После такого пространного рассказа собственная жизнь вспомнилась снова во всех ярчайших красках, которые со стороны должны, наверное, смотреться тусклыми. Но переживания возобновили душевную боль, и она принялась рассказывать о себе все... И закончила тем, что вот лежат они с Зурабом в больнице еле живые, а около их палаты поставили часовых...
* * *
– И не знаю, что у нас получилось... – сказала тетя Галя, перелистывая страницы, исписанные крупными буквами. – Станет ли он читать, когда так много написано?
Зарема посмотрела на нее слегка затравленно. Она еще не отошла от болезненных переживаний, заново всколыхнувшихся в ее душе, и новый прибой приближался грозным фронтом.
– Знаешь что, у нас на улице старик один живет, он все книги про казаков пишет. Ни одной не напечатали, а он все пишет. Грамотный шибко. Отнесу я ему, пусть перечитает и поможет правильно написать. А то, глядишь, и на машинке напечатает. У него машинка печатная своя есть.
– Пусть... – устало согласилась Зарема и откинулась на подушку. Силы ее истощались быстро. Моральные даже быстрее, чем физические.
Она очень устала после такого непривычного занятия. И даже, как ни странно, после пережитых заново воспоминаний подступило равнодушие к своей судьбе.
Трудно силу свою проявлять, ох как трудно сделать это женщине.

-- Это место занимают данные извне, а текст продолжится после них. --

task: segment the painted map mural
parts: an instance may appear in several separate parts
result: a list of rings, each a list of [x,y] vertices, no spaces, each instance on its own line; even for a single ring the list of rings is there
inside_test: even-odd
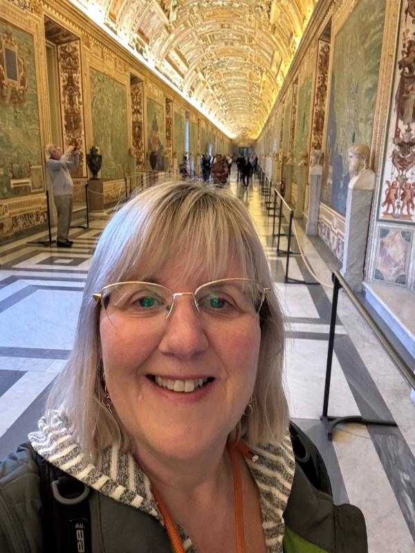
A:
[[[147,98],[147,136],[149,152],[157,154],[156,171],[164,171],[165,111],[164,106]]]
[[[415,3],[401,4],[378,220],[415,225]]]
[[[370,146],[385,0],[360,0],[334,42],[322,200],[344,215],[353,143]]]
[[[294,142],[294,167],[293,180],[298,184],[298,164],[299,153],[308,151],[308,139],[310,130],[310,115],[311,103],[311,87],[313,75],[309,75],[298,89],[298,104],[297,122],[295,123],[295,139]]]
[[[43,190],[34,50],[31,35],[0,19],[0,198]]]
[[[190,123],[189,153],[191,153],[194,158],[197,153],[197,123],[195,121],[192,121]]]
[[[122,178],[128,172],[127,88],[91,69],[93,144],[102,156],[101,177]]]
[[[185,152],[185,118],[174,113],[174,138],[173,149],[177,154],[177,162],[180,163]]]

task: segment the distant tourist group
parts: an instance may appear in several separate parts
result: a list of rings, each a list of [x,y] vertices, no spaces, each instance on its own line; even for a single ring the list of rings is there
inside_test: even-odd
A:
[[[230,177],[230,170],[233,163],[232,156],[222,156],[216,153],[211,156],[203,153],[201,156],[201,171],[203,180],[207,182],[210,180],[216,186],[223,187]],[[246,187],[249,185],[249,180],[252,179],[252,174],[257,172],[258,166],[257,156],[238,156],[237,158],[237,182],[241,182]],[[183,156],[183,161],[178,166],[178,171],[183,180],[188,178],[191,175],[189,173],[187,156]]]

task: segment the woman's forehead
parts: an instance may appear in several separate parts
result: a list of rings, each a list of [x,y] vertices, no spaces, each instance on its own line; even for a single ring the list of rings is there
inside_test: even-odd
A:
[[[203,284],[219,279],[252,276],[246,274],[243,260],[236,256],[217,256],[208,259],[203,254],[182,252],[181,255],[167,256],[145,256],[131,265],[126,276],[131,280],[145,280],[164,284],[167,281],[192,280]],[[123,279],[124,280],[124,279]]]

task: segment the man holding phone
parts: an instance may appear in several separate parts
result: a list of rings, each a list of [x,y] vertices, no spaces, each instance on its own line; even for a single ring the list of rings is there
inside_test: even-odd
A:
[[[47,147],[50,158],[46,162],[46,169],[53,187],[53,199],[57,212],[58,247],[71,247],[73,243],[68,239],[71,219],[72,218],[73,182],[69,171],[77,167],[80,155],[75,147],[71,144],[64,153],[59,146]],[[69,161],[71,154],[73,155]]]

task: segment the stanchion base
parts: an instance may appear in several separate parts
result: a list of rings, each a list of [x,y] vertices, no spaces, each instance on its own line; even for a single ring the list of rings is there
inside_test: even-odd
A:
[[[90,219],[107,219],[109,215],[105,211],[93,212],[89,211]]]
[[[275,236],[277,236],[275,234]],[[280,236],[286,236],[286,234],[280,234]],[[288,252],[287,250],[278,250],[277,249],[277,255],[288,255]],[[290,255],[301,255],[299,252],[290,252]]]
[[[320,284],[320,282],[306,282],[306,281],[301,281],[299,279],[292,279],[290,276],[288,276],[285,281],[285,284],[306,284],[307,285],[313,285]]]
[[[50,246],[53,243],[53,241],[50,241],[50,240],[36,240],[33,242],[26,242],[26,244],[30,246]]]
[[[372,419],[365,419],[360,415],[349,415],[348,417],[333,417],[322,415],[321,420],[326,420],[328,422],[327,426],[327,438],[331,442],[333,440],[333,431],[337,424],[342,424],[347,422],[356,422],[358,424],[376,424],[381,427],[397,427],[398,424],[394,420],[380,420]]]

Женщина привыкла, что сила мужчине принадлежит и женской судьбой управляет.
А иногда приходится и свою силу искать и испытывать...
* * *
Тетя Галя прибежала возмущенная и обеспокоенная.
– Миленькая ты моя, что же это будет...
– Что еще, теть Галь? – спросила почти равнодушно.
– Врач сказал, что завтра тебе швы снимут, а там посмотрят, может, через пару дней увезут в изоляторский лазарет. Да как же такую-то в тюрьму-то?..
Зарема даже не вздохнула в ответ. Новая беда казалась ей незначительной после заново пережитых прежних. Она не слишком боялась того, что ей предстоит.
2
Ахмат Текилов вырулил из ряда автомашин лихо, хотя и несколько рискованно, и заскочил, перевалившись через высокий бордюр, правыми колесами на тротуар. Он занял свободное место между «Фольксвагеном» ФСБ, откуда все уже вышли, и каким-то стареньким грузовым микроавтобусом непонятной модели. И почти тут же за Текиловым из ряда машин на дороге вырулила «Газель» и припарковалась впереди грузового микроавтобуса.